Littlewoods censors Facebook backlash over Christmas spot
Littlewoods has begun removing complaints on Facebook about its Christmas TV ad, following a consumer backlash.
Littlewoods: ad has been criticised for encouraging consumer spending
The ad features a twist on a nativity play, in which children sing and rap about presents bought by their mums.
Hundreds of consumers have attacked the ad on social media sites, complaining that it is inappropriate given the current economic climate.
Comments such as, "Stop ruining Christmas for kids with your rubbish TV advert," have been being manually deleted from the store's Facebook page in an attempt to curtail the growing consumer backlash over the spot.
The ability to comment on the ad itself has also been disabled.
A debate on YouTube about whether the ad should be banned has racked up over 20,000 views, with commentators complaining it tells children "Santa doesn't exist".
One commentator said: "I don't think it's a stretch to say it is too irresponsible to allow. It promotes copious spending, which is what started this damn credit crisis – people spending money that they haven't got because they felt the need to compete with the Smiths, or buy love."
Another commentator said: "What a great example to kids to know that what makes a mother a good one is how much over-expensive bling she buys them at Christmas."
In July, Littlewoods opted not to appoint an agency, despite conducting a pitch for the business The pitch was understood to have included Dare, Beattie McGuinness Bungay, St Luke's and VCCP. Leo Burnett was the previous incumbent but declined to repitch.

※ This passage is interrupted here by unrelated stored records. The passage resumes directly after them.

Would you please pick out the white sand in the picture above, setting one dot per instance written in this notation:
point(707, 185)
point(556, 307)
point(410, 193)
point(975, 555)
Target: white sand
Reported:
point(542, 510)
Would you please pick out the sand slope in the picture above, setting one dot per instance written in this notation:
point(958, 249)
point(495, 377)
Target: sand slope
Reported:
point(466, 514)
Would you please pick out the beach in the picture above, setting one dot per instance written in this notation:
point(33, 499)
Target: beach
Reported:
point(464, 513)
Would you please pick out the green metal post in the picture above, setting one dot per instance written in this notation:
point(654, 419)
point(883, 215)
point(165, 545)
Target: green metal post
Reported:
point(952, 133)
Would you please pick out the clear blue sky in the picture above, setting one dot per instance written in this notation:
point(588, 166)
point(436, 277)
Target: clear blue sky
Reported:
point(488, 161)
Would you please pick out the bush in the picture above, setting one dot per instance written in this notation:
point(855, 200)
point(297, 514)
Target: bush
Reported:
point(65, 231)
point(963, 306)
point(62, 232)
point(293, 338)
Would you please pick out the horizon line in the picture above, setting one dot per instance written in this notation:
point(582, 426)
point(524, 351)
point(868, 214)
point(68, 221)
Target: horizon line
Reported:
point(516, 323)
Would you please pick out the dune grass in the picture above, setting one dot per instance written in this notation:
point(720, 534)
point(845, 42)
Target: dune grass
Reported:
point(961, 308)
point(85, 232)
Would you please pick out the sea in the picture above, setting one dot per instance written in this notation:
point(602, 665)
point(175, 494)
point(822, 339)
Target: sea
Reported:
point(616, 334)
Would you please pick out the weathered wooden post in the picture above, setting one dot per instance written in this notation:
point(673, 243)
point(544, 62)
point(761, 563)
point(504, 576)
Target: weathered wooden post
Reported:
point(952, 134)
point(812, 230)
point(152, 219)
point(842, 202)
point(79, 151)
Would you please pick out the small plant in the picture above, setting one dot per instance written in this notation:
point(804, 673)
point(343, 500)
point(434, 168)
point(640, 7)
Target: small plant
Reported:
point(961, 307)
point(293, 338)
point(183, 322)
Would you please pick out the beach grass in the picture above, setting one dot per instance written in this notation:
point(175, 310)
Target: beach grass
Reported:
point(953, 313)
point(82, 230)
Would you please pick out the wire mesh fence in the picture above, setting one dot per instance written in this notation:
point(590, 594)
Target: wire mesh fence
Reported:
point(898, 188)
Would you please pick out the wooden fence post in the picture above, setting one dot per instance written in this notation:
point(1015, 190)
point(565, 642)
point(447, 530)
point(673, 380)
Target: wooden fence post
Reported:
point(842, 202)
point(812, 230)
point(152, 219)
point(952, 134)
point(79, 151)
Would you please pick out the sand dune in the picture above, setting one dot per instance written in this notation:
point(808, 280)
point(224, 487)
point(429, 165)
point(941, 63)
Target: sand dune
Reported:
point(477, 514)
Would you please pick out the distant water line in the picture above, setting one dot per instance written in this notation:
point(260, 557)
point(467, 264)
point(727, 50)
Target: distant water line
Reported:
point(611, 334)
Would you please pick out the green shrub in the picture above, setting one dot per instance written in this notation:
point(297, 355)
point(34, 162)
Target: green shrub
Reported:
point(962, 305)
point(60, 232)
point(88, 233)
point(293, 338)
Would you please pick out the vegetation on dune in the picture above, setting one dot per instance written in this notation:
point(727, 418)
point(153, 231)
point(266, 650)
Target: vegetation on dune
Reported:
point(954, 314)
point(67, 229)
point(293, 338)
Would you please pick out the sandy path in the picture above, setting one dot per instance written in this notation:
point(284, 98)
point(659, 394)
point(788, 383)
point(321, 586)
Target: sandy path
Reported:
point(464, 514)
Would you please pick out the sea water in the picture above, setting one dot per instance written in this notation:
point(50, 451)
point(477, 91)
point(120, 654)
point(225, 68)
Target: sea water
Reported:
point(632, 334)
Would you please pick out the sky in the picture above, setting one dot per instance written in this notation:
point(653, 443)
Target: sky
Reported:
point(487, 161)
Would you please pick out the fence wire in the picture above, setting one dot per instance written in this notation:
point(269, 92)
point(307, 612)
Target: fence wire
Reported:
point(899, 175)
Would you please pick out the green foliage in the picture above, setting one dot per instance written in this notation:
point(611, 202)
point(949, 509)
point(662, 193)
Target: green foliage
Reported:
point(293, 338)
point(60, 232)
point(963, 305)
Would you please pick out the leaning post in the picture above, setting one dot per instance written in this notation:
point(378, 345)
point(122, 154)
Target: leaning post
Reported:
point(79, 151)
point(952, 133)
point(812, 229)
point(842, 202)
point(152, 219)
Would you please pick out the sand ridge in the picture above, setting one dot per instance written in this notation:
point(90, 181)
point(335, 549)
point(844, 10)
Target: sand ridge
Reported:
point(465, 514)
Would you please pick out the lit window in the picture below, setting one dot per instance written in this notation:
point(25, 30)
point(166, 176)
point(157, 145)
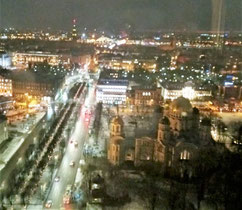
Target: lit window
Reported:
point(185, 155)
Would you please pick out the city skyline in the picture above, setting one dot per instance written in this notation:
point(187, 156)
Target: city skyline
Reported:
point(118, 15)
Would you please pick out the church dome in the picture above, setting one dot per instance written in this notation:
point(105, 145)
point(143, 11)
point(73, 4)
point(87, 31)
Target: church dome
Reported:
point(181, 104)
point(117, 120)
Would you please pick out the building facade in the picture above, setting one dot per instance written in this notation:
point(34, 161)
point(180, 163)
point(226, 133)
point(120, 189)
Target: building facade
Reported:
point(6, 87)
point(111, 91)
point(171, 91)
point(3, 128)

Update - A spokeswoman for Littlewoods denied the negative posts were deliberately being deleted. A spokeswoman said: "Occasionally, Facebook marks certain posts as spam, usually when a person has posted a number of times in a short space of time. At various points throughout the day, we check the posts held as spam by Facebook and republish them."
"The advert has now been viewed over 40m times and we have only received complaints from a very tiny percentage of viewers. We welcome all feedback, both positive and negative and each of our websites allows people to review products and give their opinions – it is our policy to never censor customers’ opinions."